Justiça americana tenta frear megafusão no mercado de entretenimento
A batalha judicial para barrar a fusão entre Paramount Global e Warner Bros. Discovery ganhou força nesta segunda-feira (13/07), quando 12 estados dos EUA entraram com uma ação coletiva contra a operação. O movimento, liderado pela Califórnia, acusa as empresas de criar uma concentração indevida de poder no cinema e na TV por assinatura, capaz de sufocar a concorrência no setor.

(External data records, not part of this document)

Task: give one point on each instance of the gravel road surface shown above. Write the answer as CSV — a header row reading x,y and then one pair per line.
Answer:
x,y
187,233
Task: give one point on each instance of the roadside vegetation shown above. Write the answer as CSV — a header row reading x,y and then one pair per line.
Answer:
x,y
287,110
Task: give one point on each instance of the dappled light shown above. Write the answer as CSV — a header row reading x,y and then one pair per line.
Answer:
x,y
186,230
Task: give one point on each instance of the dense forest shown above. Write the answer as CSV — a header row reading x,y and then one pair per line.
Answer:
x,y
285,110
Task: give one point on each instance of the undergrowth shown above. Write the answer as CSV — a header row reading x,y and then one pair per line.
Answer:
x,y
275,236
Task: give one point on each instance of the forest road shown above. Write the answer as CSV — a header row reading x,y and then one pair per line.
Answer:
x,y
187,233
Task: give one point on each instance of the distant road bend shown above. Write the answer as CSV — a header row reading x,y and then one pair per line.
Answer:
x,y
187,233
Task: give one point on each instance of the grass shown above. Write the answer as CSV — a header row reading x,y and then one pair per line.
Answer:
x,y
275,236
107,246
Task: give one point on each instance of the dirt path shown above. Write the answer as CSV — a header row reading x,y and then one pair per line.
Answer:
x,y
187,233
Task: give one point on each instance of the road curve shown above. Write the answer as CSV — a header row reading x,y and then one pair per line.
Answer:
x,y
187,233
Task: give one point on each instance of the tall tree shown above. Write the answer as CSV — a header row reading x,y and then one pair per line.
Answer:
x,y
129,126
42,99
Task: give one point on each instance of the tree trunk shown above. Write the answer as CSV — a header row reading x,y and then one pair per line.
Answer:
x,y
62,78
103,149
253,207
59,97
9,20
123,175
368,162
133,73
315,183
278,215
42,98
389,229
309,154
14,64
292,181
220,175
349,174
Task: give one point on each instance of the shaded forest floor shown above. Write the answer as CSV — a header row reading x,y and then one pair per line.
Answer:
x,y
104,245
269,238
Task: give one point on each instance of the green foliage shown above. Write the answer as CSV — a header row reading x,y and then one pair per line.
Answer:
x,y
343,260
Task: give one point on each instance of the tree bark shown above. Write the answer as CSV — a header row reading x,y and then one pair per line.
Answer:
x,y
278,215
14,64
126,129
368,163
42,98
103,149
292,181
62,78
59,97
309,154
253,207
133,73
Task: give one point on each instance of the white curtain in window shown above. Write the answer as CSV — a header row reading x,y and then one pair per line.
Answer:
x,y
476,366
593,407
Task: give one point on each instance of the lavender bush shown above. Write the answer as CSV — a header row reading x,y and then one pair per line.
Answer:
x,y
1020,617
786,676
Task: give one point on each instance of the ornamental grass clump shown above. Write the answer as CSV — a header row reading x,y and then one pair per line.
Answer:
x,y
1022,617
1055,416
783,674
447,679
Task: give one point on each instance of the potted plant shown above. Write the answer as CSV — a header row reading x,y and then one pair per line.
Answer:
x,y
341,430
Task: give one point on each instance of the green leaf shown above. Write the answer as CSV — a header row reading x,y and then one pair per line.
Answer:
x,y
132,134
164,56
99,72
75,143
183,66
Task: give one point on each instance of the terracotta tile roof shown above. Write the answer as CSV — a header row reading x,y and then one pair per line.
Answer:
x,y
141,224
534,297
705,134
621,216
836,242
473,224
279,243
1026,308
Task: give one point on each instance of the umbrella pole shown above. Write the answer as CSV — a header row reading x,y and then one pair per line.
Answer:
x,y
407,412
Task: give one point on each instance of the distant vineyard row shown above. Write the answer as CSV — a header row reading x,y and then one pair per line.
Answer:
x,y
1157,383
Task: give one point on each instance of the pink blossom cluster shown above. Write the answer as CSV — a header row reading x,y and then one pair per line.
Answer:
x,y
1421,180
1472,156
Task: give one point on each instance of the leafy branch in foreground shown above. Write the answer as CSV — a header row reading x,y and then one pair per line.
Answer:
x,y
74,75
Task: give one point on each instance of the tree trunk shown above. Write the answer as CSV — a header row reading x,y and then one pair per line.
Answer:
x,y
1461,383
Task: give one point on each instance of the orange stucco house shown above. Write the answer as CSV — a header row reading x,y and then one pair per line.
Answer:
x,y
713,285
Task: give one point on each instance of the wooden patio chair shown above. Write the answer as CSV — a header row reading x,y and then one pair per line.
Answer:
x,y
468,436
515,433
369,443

Impacto de R$ 566 bilhões em xeque
O negócio, orçado em US$ 110 bilhões (cerca de R$ 566 bilhões na cotação atual), envolve a incorporação da Warner pela Paramount, o que resultaria na criação de um dos maiores conglomerados de mídia do mundo. Os procuradores-gerais dos estados envolvidos pedem que a Justiça obrigue as partes a suspenderem temporariamente o fechamento da transação até que os riscos concorrenciais sejam avaliados.
Estados contra a concentração de poder
Entre os estados que assinam a ação estão Arizona, Califórnia, Colorado, Connecticut, Massachusetts, Minnesota, Nevada, Nova Jersey, Novo México, Nova York, Oregon e Washington. A lista reflete a preocupação generalizada com os efeitos da fusão em um setor já dominado por poucos players. As autoridades alegam que a união das duas gigantes poderia elevar preços para consumidores e limitar opções de conteúdo, afetando desde produções cinematográficas até plataformas de streaming.
Consequências para o mercado global
A disputa judicial ocorre em um momento crítico para a indústria audiovisual, que ainda se recupera dos impactos da pandemia e enfrenta mudanças nos hábitos de consumo. Caso a Justiça americana decida pela suspensão ou proibição da fusão, o setor pode enfrentar um rearranjo estratégico, com reflexos em acordos de licenciamento e distribuição de filmes e séries. A Paramount e a Warner não se manifestaram oficialmente sobre o caso até o momento.